Brand signals are far more than an aesthetic veneer. They turn abstract meaning into tangible cues, allowing consumers to better navigate the marketplace. Functioning as vessels, these signals carry learned and associative meaning. That meaning is often instilled by the brand owner and further enhanced by the audience. The connotation of a brand signal evolves over time, as either the brand owner or its audience fills the vessel with new meaning that displaces the original. Take for example, two well know brand signals that once represented something very different than they do today, the ENRON name and logo. The original meaning was displaced by consumers’ new understanding of “ENRON.”
The most effective brands use a wide array of signals to manage consumers’ expectations. Many of these are co-authored by the brand owner and its audience. These signals communicate on multiple levels: Specifically and Categorically, Individually and Collectively.
Specifically and Categorically
When a signal is specific to a given brand, it directly equates to that brand: The names McDonald’s and Big Mac directly equate to the McDonald’s brand as do the golden arches and Ronald McDonald. Yet, we also recognize brand signals by category. These signals indicate brands by type. We relate the yellow and red color scheme to the fast food/burger category. Have you ever noticed how McDonald’s, Burger King and Wendy’s all share the same color scheme? Coincidence?

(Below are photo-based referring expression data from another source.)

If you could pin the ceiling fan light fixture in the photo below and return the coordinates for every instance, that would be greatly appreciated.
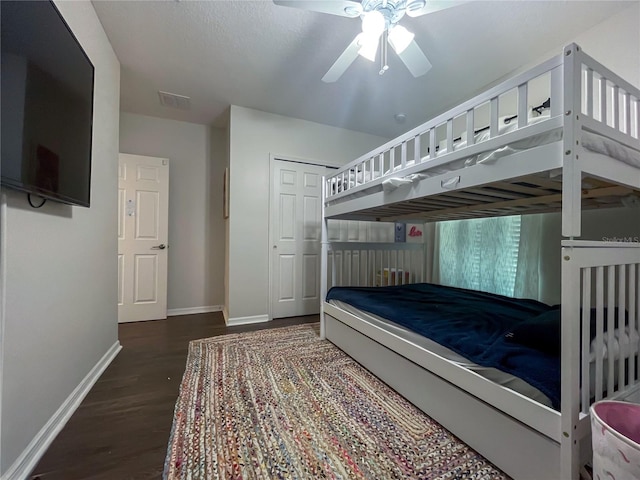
(414, 6)
(368, 46)
(400, 38)
(352, 11)
(373, 23)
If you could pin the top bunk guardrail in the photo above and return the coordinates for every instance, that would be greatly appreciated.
(504, 115)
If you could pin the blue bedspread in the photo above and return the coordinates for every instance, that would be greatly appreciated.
(471, 323)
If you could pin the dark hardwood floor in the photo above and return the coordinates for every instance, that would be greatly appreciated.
(121, 429)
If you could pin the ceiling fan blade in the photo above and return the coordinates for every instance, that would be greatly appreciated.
(431, 6)
(344, 60)
(344, 8)
(415, 60)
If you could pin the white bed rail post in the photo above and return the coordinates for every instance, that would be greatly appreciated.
(570, 366)
(571, 177)
(601, 286)
(324, 257)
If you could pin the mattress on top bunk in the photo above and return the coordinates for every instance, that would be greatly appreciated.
(470, 323)
(497, 376)
(591, 141)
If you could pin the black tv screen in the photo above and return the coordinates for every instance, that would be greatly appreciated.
(47, 104)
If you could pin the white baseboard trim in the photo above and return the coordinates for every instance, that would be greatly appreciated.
(28, 459)
(232, 322)
(193, 310)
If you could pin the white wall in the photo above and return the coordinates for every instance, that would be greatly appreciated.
(254, 136)
(60, 274)
(197, 158)
(596, 225)
(616, 44)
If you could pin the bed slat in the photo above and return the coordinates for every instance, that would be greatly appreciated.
(599, 331)
(611, 270)
(623, 339)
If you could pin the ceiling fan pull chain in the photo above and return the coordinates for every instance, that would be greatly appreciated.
(383, 54)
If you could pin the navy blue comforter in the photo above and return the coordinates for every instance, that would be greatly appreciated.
(471, 323)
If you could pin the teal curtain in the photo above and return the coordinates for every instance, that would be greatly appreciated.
(481, 254)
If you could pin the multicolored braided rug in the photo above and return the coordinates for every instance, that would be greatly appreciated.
(281, 403)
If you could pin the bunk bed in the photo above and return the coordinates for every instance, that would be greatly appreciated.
(578, 150)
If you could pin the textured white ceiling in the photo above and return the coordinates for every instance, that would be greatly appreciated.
(259, 55)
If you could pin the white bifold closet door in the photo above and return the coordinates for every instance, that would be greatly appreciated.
(296, 203)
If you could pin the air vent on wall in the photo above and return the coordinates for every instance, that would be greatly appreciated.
(174, 101)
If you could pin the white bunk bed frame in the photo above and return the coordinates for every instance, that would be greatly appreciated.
(522, 437)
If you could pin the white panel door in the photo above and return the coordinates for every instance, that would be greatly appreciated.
(143, 223)
(295, 233)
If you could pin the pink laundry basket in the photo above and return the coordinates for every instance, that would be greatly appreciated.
(615, 436)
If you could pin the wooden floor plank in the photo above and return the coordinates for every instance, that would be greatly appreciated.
(121, 429)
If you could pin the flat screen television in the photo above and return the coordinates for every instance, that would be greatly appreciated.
(47, 104)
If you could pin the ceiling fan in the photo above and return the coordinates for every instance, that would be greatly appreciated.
(379, 26)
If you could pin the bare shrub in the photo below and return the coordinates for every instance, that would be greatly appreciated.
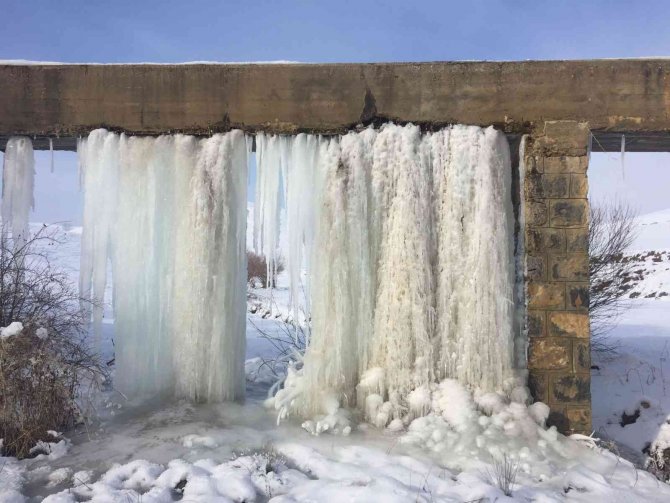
(46, 366)
(612, 229)
(257, 269)
(504, 473)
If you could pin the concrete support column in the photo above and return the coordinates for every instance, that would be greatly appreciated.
(557, 272)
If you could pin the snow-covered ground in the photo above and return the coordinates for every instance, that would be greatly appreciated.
(154, 451)
(631, 391)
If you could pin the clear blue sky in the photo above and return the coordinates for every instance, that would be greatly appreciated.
(331, 31)
(336, 31)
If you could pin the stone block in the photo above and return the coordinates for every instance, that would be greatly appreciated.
(579, 186)
(577, 295)
(573, 267)
(545, 239)
(570, 388)
(563, 137)
(577, 240)
(568, 324)
(552, 186)
(568, 213)
(537, 213)
(579, 419)
(549, 354)
(558, 417)
(536, 269)
(581, 356)
(546, 295)
(565, 164)
(535, 322)
(538, 385)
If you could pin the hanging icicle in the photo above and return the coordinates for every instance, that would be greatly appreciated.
(169, 214)
(623, 156)
(409, 263)
(51, 152)
(18, 180)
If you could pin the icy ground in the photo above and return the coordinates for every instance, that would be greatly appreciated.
(631, 392)
(154, 452)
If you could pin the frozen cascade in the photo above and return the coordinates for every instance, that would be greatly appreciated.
(169, 213)
(406, 244)
(18, 178)
(271, 161)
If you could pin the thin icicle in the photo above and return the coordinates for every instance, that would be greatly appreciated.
(623, 156)
(269, 150)
(411, 271)
(18, 180)
(51, 151)
(170, 213)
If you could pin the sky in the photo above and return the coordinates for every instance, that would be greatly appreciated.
(123, 31)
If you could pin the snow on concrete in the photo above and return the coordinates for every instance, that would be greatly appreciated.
(235, 452)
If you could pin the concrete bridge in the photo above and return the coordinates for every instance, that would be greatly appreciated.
(563, 106)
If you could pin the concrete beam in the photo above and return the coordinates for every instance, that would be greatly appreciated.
(612, 96)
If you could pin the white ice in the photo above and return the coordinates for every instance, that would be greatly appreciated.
(18, 180)
(169, 213)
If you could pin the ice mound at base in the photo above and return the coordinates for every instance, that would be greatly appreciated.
(406, 240)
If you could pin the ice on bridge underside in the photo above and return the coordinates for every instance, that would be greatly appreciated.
(403, 242)
(18, 179)
(399, 249)
(170, 215)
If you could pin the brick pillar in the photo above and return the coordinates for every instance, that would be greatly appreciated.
(557, 279)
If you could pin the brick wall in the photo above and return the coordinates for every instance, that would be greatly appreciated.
(557, 278)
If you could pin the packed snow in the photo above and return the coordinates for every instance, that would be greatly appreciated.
(153, 450)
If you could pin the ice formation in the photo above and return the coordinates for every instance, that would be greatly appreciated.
(404, 241)
(169, 213)
(18, 179)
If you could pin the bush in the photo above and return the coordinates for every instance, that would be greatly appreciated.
(612, 229)
(257, 270)
(45, 363)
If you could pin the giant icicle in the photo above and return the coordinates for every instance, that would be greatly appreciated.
(169, 213)
(18, 179)
(406, 240)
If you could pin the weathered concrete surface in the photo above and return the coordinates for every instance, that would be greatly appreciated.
(614, 96)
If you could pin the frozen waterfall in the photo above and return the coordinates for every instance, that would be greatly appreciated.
(403, 241)
(169, 213)
(399, 250)
(18, 178)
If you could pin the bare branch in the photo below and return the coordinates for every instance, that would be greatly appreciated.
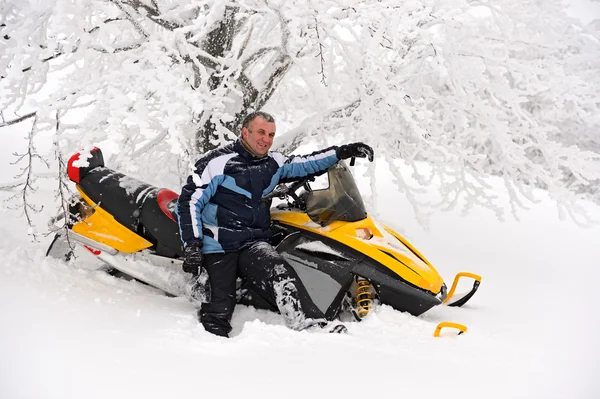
(320, 55)
(131, 19)
(153, 13)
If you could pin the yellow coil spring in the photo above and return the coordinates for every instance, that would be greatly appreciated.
(363, 297)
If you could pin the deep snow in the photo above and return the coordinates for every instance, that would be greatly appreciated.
(533, 326)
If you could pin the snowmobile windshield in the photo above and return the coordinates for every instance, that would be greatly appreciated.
(340, 201)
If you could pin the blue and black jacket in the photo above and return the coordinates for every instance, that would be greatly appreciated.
(220, 204)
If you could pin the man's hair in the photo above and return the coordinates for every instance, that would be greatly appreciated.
(253, 115)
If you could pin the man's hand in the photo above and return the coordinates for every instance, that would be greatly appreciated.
(198, 288)
(192, 257)
(359, 150)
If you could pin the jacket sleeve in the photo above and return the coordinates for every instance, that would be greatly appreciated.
(195, 194)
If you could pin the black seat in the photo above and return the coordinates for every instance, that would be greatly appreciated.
(141, 207)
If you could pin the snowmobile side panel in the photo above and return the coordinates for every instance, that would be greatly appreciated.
(325, 272)
(102, 227)
(397, 293)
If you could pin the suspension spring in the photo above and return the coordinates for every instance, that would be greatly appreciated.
(363, 296)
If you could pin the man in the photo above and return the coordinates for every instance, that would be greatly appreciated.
(226, 231)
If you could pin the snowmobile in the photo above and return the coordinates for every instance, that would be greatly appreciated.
(347, 260)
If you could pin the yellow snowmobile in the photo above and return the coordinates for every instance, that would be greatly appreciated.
(347, 260)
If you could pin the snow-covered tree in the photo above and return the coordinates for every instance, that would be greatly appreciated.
(457, 90)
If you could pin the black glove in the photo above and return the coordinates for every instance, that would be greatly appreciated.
(359, 150)
(192, 257)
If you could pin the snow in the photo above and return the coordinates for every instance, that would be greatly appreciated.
(69, 332)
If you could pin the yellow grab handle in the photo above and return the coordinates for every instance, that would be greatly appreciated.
(443, 324)
(474, 276)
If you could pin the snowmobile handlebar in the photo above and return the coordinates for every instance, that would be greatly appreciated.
(284, 190)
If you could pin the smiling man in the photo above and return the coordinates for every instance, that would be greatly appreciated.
(225, 227)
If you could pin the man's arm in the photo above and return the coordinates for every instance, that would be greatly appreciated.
(298, 166)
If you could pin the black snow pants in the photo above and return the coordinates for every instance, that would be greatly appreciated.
(260, 266)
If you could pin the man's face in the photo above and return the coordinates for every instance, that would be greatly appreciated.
(259, 135)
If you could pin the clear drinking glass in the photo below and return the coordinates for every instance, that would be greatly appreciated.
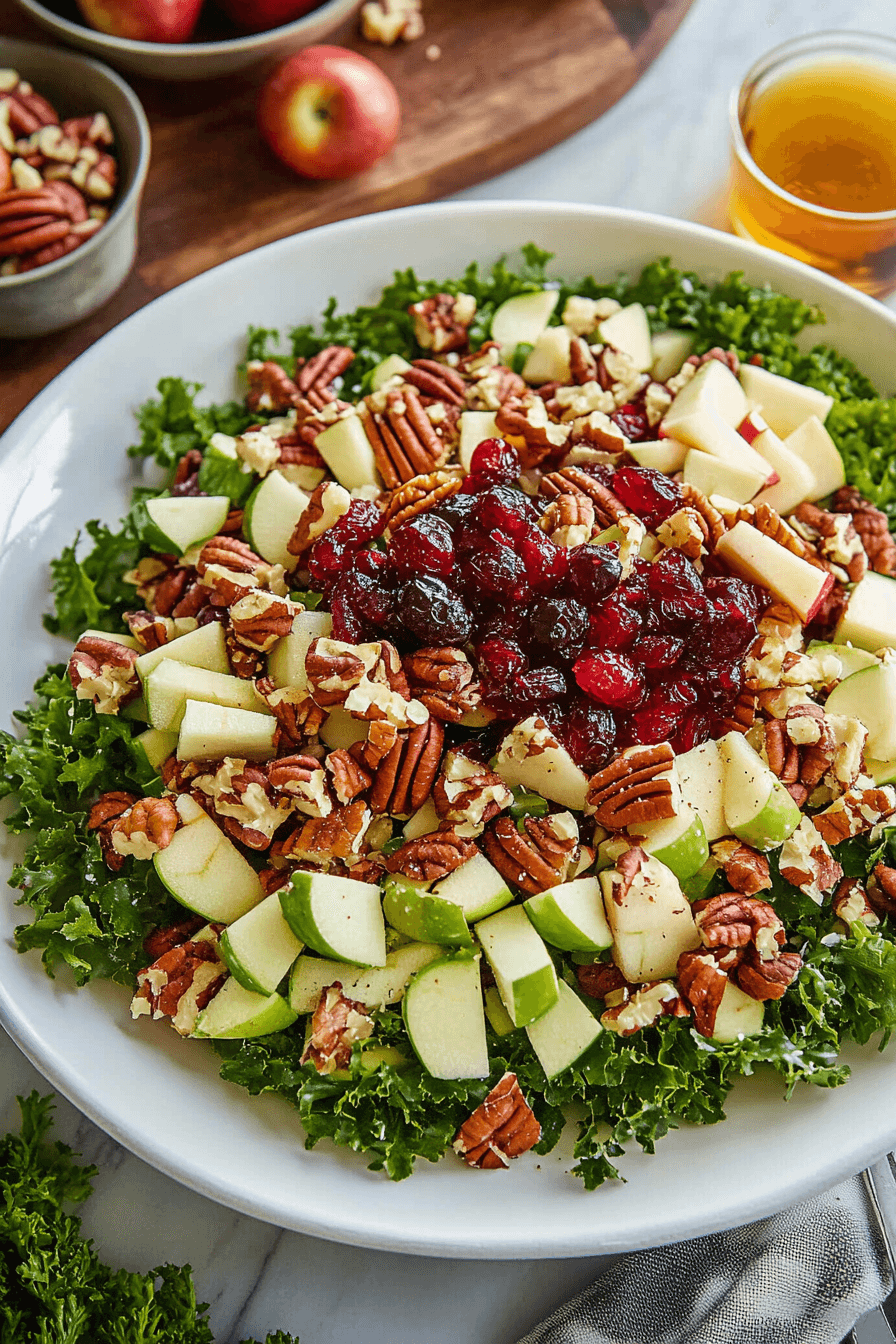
(814, 156)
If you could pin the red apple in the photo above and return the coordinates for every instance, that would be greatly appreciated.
(328, 112)
(143, 20)
(258, 15)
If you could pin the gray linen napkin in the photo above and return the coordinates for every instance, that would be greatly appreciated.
(801, 1277)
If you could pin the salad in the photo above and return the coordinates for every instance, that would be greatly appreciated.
(490, 714)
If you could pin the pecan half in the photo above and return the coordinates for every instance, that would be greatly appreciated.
(767, 977)
(102, 669)
(441, 323)
(406, 776)
(538, 860)
(336, 1024)
(636, 786)
(403, 438)
(501, 1128)
(419, 495)
(431, 856)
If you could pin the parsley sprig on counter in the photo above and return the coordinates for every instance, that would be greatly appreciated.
(626, 1090)
(54, 1289)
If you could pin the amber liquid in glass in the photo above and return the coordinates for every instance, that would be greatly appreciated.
(826, 135)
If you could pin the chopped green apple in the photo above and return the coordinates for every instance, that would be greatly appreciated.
(783, 403)
(337, 917)
(571, 917)
(200, 648)
(347, 450)
(418, 914)
(474, 426)
(701, 778)
(869, 695)
(211, 731)
(375, 987)
(172, 683)
(238, 1014)
(869, 620)
(670, 348)
(812, 442)
(531, 757)
(650, 919)
(629, 331)
(270, 516)
(520, 320)
(175, 524)
(477, 887)
(564, 1032)
(259, 948)
(206, 872)
(445, 1020)
(521, 964)
(286, 659)
(758, 808)
(156, 746)
(548, 360)
(390, 367)
(752, 555)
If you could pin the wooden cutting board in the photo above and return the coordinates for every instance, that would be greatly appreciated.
(512, 78)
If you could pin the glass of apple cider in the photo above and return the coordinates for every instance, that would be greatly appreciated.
(814, 156)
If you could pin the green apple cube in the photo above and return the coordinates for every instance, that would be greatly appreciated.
(212, 731)
(738, 1015)
(497, 1016)
(272, 512)
(445, 1020)
(375, 987)
(701, 778)
(629, 331)
(337, 917)
(650, 921)
(200, 648)
(679, 842)
(156, 746)
(206, 872)
(869, 695)
(758, 808)
(571, 917)
(474, 426)
(423, 917)
(520, 320)
(286, 659)
(175, 524)
(477, 887)
(869, 620)
(531, 757)
(548, 360)
(238, 1014)
(390, 367)
(564, 1032)
(259, 948)
(670, 348)
(172, 683)
(347, 450)
(521, 964)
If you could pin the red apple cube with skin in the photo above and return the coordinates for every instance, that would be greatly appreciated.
(328, 113)
(261, 15)
(143, 20)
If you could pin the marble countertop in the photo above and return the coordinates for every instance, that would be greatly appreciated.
(661, 148)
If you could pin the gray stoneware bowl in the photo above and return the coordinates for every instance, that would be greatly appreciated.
(195, 59)
(63, 292)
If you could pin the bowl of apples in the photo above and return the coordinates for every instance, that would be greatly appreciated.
(188, 39)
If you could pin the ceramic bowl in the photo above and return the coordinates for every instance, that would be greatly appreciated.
(192, 59)
(61, 293)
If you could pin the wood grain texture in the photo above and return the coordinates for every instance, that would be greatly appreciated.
(520, 77)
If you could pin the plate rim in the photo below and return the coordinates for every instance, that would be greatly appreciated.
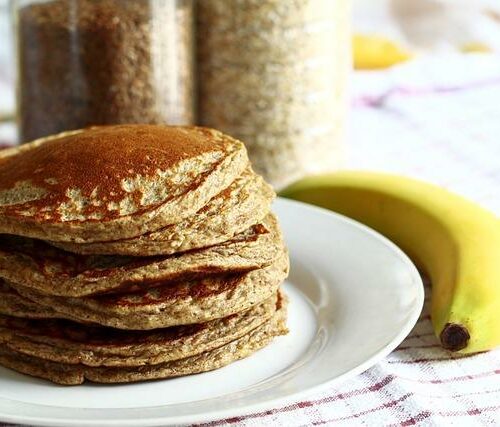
(242, 410)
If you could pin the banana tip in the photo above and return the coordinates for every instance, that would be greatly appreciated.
(454, 337)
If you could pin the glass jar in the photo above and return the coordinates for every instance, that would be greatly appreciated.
(90, 62)
(274, 74)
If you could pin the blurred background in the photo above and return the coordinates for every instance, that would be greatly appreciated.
(426, 73)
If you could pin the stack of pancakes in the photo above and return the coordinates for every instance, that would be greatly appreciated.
(135, 252)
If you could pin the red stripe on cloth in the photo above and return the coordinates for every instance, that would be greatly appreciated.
(453, 379)
(429, 359)
(304, 404)
(454, 396)
(375, 387)
(411, 347)
(367, 411)
(426, 414)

McDonald’s (first to market) established the color scheme that has defined the fast food burger joint category for generations.
Individually and Collectively
Some brand signals carry enough meaning to hold up individually such as a company’s name, its logo or even an iconic shape. Such is the case with Coca-Cola’s “contour bottle.” With its distinctive curves, it is one of the most recognized icons in the world. Designed so it could be identified in the dark and shaped so that, even if broken, it is identifiable at a glance; the unique bottle design ensures that Coca-Cola is never confused with competitors.
Other brand signals work collectively. A slice of lime on its own says nothing. However, when it adorns the neck of a clear beer bottle, the lime says Corona! Add a tropical beach and it screams!
Of course, individual signals can contribute to the collective, and categorical signals can contribute to the specific. Be they specific or categorical, individual or collective, not all brand signals are created intentionally. Many are associated with or equated to the brand over time. These signals are of no less value than those which are developed intentionally by the brand owner. The Corona lime ritual was not created by Corona, but rather a California bartender who, in 1981, made a bet with his buddy that he could start a trend. Corona might not have started the lime ritual, they may not own it legally, but they benefit from this well know brand signal.
Your own brand likely has signals that extend beyond its name and logo. By identifying and refining these signals, your brand can begin to own these mental cues to build a more engaging brand experience with your audience.